Foucault’s Pit and the Pendulum

A conspiracy theorist is trapped by the Rosicrucian Inquisitors in a pitch black chamber, and tries to find his way out…

ROTFL (which I don’t do very often)! Wonderful.

I wanna play…

Iron John in Wonderland: The passage from boyhood to manhood is examined using the stories of a little girl’s experiences with bunnies and a queen as illustrations.

Busman’s Honeymoon in Vegas (I know - it’s a movie, but still…) Lord Peter Wimsey and his new bride Harriet Vane, while second-honeymooning, solve the mystery of a squashed Elvis impersonator.

agisofia - I’m a new poster, but neither young (I’m 38), nor male. And oreos and 2% milk are my snack of choice! :wink:

Life, the Universe and the Motorcycle- Man gets picked up by heavy drinking aliens with a sarcastic robot, only to find out that everything is run by a mouse.


“People must think it must be fun to be a super genuis,
But they don’t realize how hard it is
to put up with all the idiots in the world.”
– Calvin and Hobbes
(__)
/

Common Sense and Sensibility - Costume drama set during the American revolution.

Pride and Prejudice of the Yankees - What would happen if John Rocker was traded, and Lou Gehrig was still playing?

Rebecca of Animal Farm - A young girl learns about politics.

It Takes a Village of the Damned - These children would be raised to be obedient, that’s for sure.

How to Win Friends and Lovers - Carnegie’s classic advice for picking up women.

Lord of the Ring of the Niebelung - 15 part series, made into a 47 hour long opera.

Gone with the Windows 98 for Dummies

Can we do movies too? How 'bout:

“Dennis the Menace to Society” where that punk-ass Mr. Wilson gets a cap busted in his sorry ass…

“Boyz in the Robin Hood” a hard-hitting look into the lives of he merry men who steal from the rich and then kill each other the same day the get their passing SAT scores…

and “Tin Cup Men” about guys who repossess golf clubs. (Ok, that one sucked, lol)
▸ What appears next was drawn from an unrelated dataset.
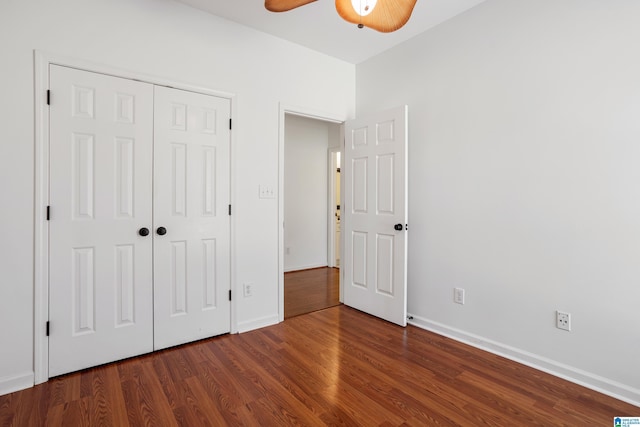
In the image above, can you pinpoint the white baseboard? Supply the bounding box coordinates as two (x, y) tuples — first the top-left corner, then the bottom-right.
(0, 372), (34, 396)
(238, 314), (279, 333)
(408, 314), (640, 406)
Sarcasm detector? Oh, THAT’S a real useful invention!

“100 Years of Living Dangerously” Journalist Jose Aureliano Arcadio Jose Jose Aurelianito Jose Buendia has surrealist adventures during the '65 Indonesia revolution.

“The Killing Fields of Dreams” Iowa farmer Kevin Costner hears a voice telling him to travel to war-torn Cambodia and build a baseball field. He does and the Khmer Rouge blow his head off.
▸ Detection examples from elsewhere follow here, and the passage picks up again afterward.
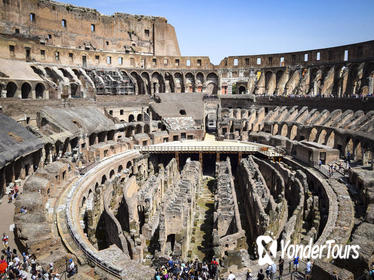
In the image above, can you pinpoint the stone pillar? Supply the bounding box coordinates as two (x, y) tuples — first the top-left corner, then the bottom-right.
(175, 152), (179, 170)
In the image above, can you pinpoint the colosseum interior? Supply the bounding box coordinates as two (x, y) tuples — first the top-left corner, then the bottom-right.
(0, 0), (374, 280)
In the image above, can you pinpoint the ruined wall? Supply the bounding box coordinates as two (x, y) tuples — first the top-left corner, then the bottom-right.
(0, 0), (180, 56)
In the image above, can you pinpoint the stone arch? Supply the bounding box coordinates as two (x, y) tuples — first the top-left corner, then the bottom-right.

“Blue Velveteen Rabbit” A stuffed toy rabbit patiently waits for his owner, young Frank Booth, to put down the gas mask and play with him.


“My hovercraft is full of eels.”

“Creature From The Blue Lagoon”—we get to see what Brooke Shields looks like without make-up.
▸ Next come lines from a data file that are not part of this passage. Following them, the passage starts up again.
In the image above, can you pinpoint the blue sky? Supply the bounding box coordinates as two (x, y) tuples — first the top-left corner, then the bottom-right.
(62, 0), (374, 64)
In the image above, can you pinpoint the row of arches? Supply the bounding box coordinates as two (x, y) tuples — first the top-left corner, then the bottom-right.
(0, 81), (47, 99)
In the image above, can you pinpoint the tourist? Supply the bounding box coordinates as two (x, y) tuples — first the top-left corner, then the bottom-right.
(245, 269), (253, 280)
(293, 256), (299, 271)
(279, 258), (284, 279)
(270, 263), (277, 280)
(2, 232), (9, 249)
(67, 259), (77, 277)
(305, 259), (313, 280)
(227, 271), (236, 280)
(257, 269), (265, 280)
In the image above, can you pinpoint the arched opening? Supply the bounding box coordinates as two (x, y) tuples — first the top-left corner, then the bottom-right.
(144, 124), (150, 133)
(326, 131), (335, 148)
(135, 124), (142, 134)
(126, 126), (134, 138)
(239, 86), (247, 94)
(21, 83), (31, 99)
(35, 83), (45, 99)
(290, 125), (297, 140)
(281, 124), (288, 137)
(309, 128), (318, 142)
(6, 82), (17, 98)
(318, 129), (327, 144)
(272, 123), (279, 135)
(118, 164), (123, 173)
“Paradise Lost World”—Shangi-La gets EATEN! :cool:


“Show me a sane man, and I will cure him for you.”----Jung

“Gravity’s Rainbow Six” – The novel opens with the sentence “A screaming comes across the sky and the movie rights sold for 18 million dollars.” 1400 pages, half of them brilliant, the other half a handy place to make notes in the margins. A rollicking ride as we follow Lt. Slothrop through Europe during the close of WWII as he is chased by John Clark and the Rainbow team. A high point in the novel entails John Clancy being launched in a special V2 rocket at the heart of Hollywood. The stunning precursor to the Pynchon/Kinsela “Mason and Dixon Cornbelt League.” A Barnes and Ignoble unread and recommended book.

martin

This reminds me of the time I tried to come up with the marketing strategy for the archetypal 90s action knockoff: Die Hard on an Alien. Whenever I’d see a movie trailer for some dumb ripoff flick I wasn’t gonna see, I’d say, dude, it’s like Die Hard on an Alien or something. Once somebody challenged me to come up with a plot for it, so here goes:
John McClaine is cloned to head up a mission to investigate a large derelict spacecraft heading towards earth. He of course retains his hard-boiled New York cop personality. When he arrives at the spacecraft with his crew of hard-boiled cops and space marines, including Michael Biehn in his 34th supporting role as a Navy SEAL, he discovers that it’s not a spacecraft at all, but actually a living creature. Unfortunately, a group of evil terrorists from an unspecified European country has also landed on the spacecraft/creature, and a lot of gunplay and one-liners ensues. The most famous line in the whole movie is [German accent]: “Dam! Dam! John McClain hass barricaded himself in ze creature’s phallic, eyeless head!”